The induction of tumour suppressor protein P53 limits the entry of cells into the pluripotent inner cell mass lineage in the mouse embryo.

The early preimplantation embryo is susceptible to a range of exogenous stresses which result in their reduced long-term developmental potential. The P53 tumour suppressor protein is normally held at low levels in the preimplantation embryo and we show that culture stress induces the expression of a range of canonical P53-response genes (Mdm2, Bax and Cdkn1a).

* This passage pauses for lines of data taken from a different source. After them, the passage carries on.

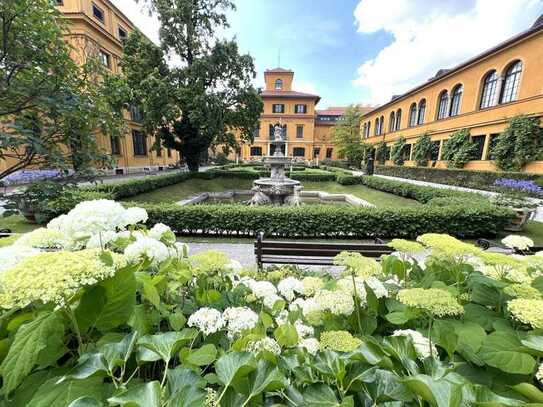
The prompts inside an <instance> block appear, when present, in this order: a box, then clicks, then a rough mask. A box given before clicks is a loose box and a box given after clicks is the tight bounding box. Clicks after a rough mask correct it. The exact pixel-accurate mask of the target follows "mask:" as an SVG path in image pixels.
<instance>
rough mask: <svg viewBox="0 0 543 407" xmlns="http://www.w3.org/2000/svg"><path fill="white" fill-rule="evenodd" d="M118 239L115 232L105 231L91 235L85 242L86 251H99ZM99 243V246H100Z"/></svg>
mask: <svg viewBox="0 0 543 407" xmlns="http://www.w3.org/2000/svg"><path fill="white" fill-rule="evenodd" d="M118 237H119V234H118V233H117V232H114V231H112V230H106V231H105V232H102V233H97V234H95V235H92V236H91V238H90V239H89V241H88V242H87V249H99V248H101V247H105V246H106V245H107V244H108V243H110V242H113V241H115V240H116V239H117V238H118ZM100 243H101V244H100Z"/></svg>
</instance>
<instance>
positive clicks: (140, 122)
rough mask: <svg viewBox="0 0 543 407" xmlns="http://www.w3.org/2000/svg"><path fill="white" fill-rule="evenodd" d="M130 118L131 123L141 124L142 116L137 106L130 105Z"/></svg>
mask: <svg viewBox="0 0 543 407" xmlns="http://www.w3.org/2000/svg"><path fill="white" fill-rule="evenodd" d="M130 118H131V119H132V121H133V122H137V123H141V122H142V121H143V115H142V114H141V110H140V108H139V107H138V106H135V105H130Z"/></svg>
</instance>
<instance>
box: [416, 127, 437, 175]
mask: <svg viewBox="0 0 543 407" xmlns="http://www.w3.org/2000/svg"><path fill="white" fill-rule="evenodd" d="M434 148H435V146H434V145H433V144H432V139H431V138H430V134H429V133H424V134H423V135H422V136H420V137H419V138H418V140H417V142H416V143H415V145H414V146H413V160H415V162H416V163H417V165H418V166H419V167H426V166H427V165H428V160H430V158H431V157H432V151H433V150H434Z"/></svg>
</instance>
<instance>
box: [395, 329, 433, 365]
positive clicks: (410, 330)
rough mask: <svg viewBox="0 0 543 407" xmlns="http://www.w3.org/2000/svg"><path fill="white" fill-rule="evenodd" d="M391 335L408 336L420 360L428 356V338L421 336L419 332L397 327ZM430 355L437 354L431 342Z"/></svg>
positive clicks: (407, 337)
mask: <svg viewBox="0 0 543 407" xmlns="http://www.w3.org/2000/svg"><path fill="white" fill-rule="evenodd" d="M392 336H404V337H407V338H410V339H411V342H413V347H414V348H415V351H416V352H417V355H418V357H419V359H420V360H424V359H426V358H428V357H430V340H429V339H428V338H426V337H425V336H423V335H422V334H421V333H420V332H418V331H414V330H412V329H398V330H396V331H394V333H393V334H392ZM432 355H433V357H436V356H437V349H436V347H435V346H434V345H433V344H432Z"/></svg>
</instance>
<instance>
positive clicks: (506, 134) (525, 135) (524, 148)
mask: <svg viewBox="0 0 543 407" xmlns="http://www.w3.org/2000/svg"><path fill="white" fill-rule="evenodd" d="M542 138H543V134H542V130H541V128H540V127H539V119H538V118H535V117H526V116H524V115H520V116H516V117H513V118H512V119H511V120H509V122H508V125H507V128H506V129H505V131H504V132H503V133H501V134H500V135H499V136H498V139H497V142H496V145H495V146H494V148H493V149H492V154H493V156H494V159H495V160H496V165H497V166H498V168H499V169H500V170H504V171H520V170H521V169H522V167H524V166H525V165H526V164H528V163H529V162H531V161H534V160H537V159H538V157H539V156H540V155H541V152H542V150H543V149H542V144H543V143H542V141H543V140H542Z"/></svg>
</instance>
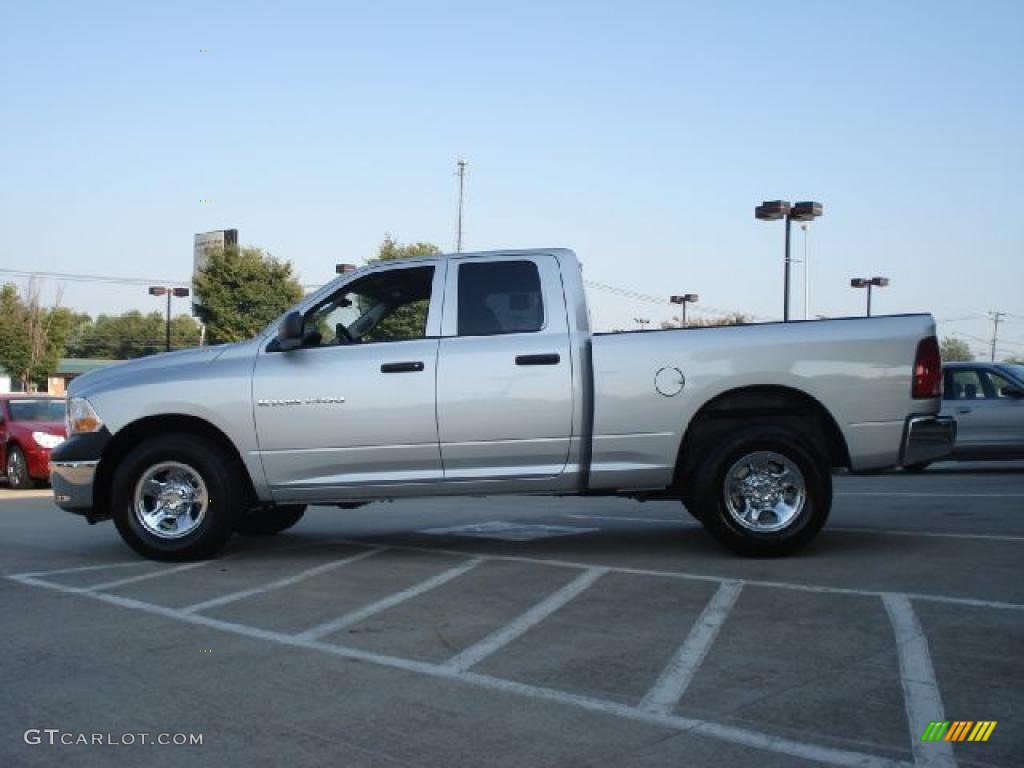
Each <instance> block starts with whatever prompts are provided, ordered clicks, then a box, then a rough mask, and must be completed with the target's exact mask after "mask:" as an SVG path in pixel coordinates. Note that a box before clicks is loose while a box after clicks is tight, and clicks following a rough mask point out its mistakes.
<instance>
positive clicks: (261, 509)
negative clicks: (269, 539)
mask: <svg viewBox="0 0 1024 768" xmlns="http://www.w3.org/2000/svg"><path fill="white" fill-rule="evenodd" d="M305 513H306V505H305V504H287V505H282V506H280V507H270V508H269V509H257V510H254V511H252V512H250V513H248V514H246V515H243V517H242V518H241V519H240V520H239V521H238V523H237V524H236V526H234V531H236V532H237V534H242V535H243V536H273V535H274V534H280V532H281V531H283V530H288V529H289V528H290V527H292V526H293V525H294V524H295V523H297V522H298V521H299V520H301V519H302V516H303V515H304V514H305Z"/></svg>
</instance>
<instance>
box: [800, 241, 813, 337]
mask: <svg viewBox="0 0 1024 768" xmlns="http://www.w3.org/2000/svg"><path fill="white" fill-rule="evenodd" d="M800 228H801V229H803V230H804V319H810V317H811V306H810V305H811V289H810V278H809V275H808V272H810V269H811V262H810V261H808V260H807V259H808V256H807V222H806V221H801V222H800Z"/></svg>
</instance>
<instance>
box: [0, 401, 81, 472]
mask: <svg viewBox="0 0 1024 768" xmlns="http://www.w3.org/2000/svg"><path fill="white" fill-rule="evenodd" d="M65 435H66V431H65V401H63V398H62V397H51V396H48V395H40V394H28V395H19V394H0V466H2V467H3V469H4V473H5V475H6V477H7V485H8V486H10V487H11V488H14V489H18V490H20V489H23V488H31V487H34V486H35V485H36V484H41V483H44V482H46V481H47V480H48V479H49V477H50V470H49V463H50V452H51V451H52V450H53V449H55V447H56V446H57V445H59V444H60V443H61V442H63V440H65Z"/></svg>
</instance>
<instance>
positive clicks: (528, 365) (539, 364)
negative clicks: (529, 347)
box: [515, 352, 562, 366]
mask: <svg viewBox="0 0 1024 768" xmlns="http://www.w3.org/2000/svg"><path fill="white" fill-rule="evenodd" d="M561 359H562V358H561V356H560V355H559V354H558V353H557V352H549V353H547V354H517V355H516V358H515V364H516V365H517V366H557V365H558V364H559V362H560V361H561Z"/></svg>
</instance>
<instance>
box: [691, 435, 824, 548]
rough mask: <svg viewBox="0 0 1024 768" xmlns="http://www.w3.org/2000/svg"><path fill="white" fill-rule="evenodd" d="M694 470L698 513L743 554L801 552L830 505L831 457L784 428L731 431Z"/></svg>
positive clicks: (705, 526) (700, 517)
mask: <svg viewBox="0 0 1024 768" xmlns="http://www.w3.org/2000/svg"><path fill="white" fill-rule="evenodd" d="M694 477H695V478H696V479H697V482H696V488H695V489H694V493H693V506H694V508H695V509H694V516H695V517H697V519H699V520H700V521H701V522H702V523H703V525H705V527H706V528H707V529H708V530H709V532H711V534H712V535H713V536H714V537H715V538H716V539H717V540H718V541H719V542H720V543H721V544H723V545H724V546H726V547H727V548H729V549H730V550H732V551H733V552H736V553H738V554H741V555H745V556H751V557H778V556H781V555H787V554H792V553H794V552H797V551H798V550H800V549H802V548H803V547H805V546H807V545H808V544H809V543H810V542H811V540H813V539H814V537H815V536H817V534H818V531H819V530H821V526H822V525H824V523H825V520H826V519H827V517H828V511H829V509H830V508H831V473H830V471H829V467H828V465H827V463H826V462H825V461H822V460H821V459H820V458H818V457H817V453H816V452H815V450H814V447H813V445H812V444H810V443H809V442H807V441H806V440H805V439H804V438H802V437H801V436H800V435H799V434H798V433H796V432H794V431H793V430H790V429H786V428H783V427H775V426H767V425H761V426H752V427H744V428H742V429H739V430H736V431H735V432H733V433H731V434H729V435H727V436H726V437H725V438H724V439H723V440H721V441H720V442H719V444H718V445H717V446H716V447H715V449H713V450H712V451H711V453H710V454H709V455H708V458H707V459H706V460H705V461H703V463H702V464H701V465H700V467H699V468H698V470H697V472H696V473H695V475H694Z"/></svg>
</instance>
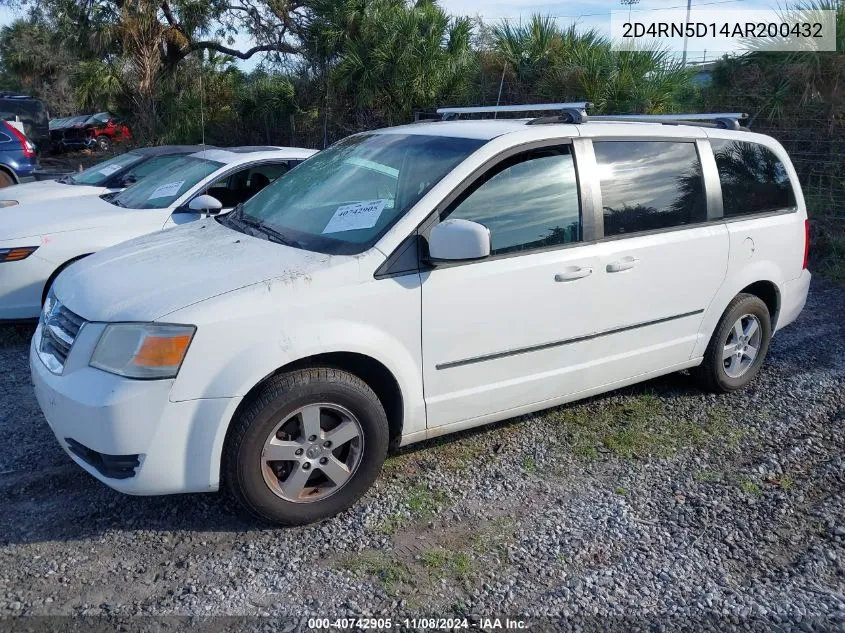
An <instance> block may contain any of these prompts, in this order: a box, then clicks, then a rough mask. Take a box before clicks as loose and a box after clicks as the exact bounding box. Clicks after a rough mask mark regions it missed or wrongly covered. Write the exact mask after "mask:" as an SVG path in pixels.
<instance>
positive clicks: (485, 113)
mask: <svg viewBox="0 0 845 633" xmlns="http://www.w3.org/2000/svg"><path fill="white" fill-rule="evenodd" d="M589 105H590V104H589V102H586V101H578V102H574V103H529V104H525V105H507V106H470V107H456V108H437V114H439V115H441V116H442V117H443V120H444V121H447V120H450V119H455V118H457V117H459V116H460V115H462V114H499V113H504V112H561V113H567V114H568V115H569V116H570V117H571V113H572V112H584V113H585V114H584V116H585V117H586V109H587V107H588V106H589ZM573 122H575V123H577V122H579V121H573Z"/></svg>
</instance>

Culture stress caused a P53-dependent loss of cells from resulting blastocysts, and this was most evident within the inner cell mass population. Culture stress increased the proportion of cells expressing active caspase-3 and undergoing apoptosis, while inhibition of caspase-3 increased the number of cells within the inner cell mass. The P53-dependent loss of cells from the inner cell mass was accompanied by a loss of NANOG-positive epiblast progenitors. Pharmacological activation of P53 by the MDM2 inhibitor, Nutlin-3, also caused increased P53-dependent transcription and the loss of cells from the inner cell mass. This loss of cells could be ameliorated by simultaneous treatment with the P53 inhibitor, Pifithrin-α. Culture stress causes reduced signalling via the phosphatidylinositol-3-kinase signalling pathway, and blocking this pathway caused P53-dependent loss of cells from the inner cell mass. These results point to P53 acting to limit the accumulation and survival of cells within the pluripotent lineage of the blastocyst and provide a molecular framework for the further investigation of the factors determining the effects of stressors on the embryo's developmental potential.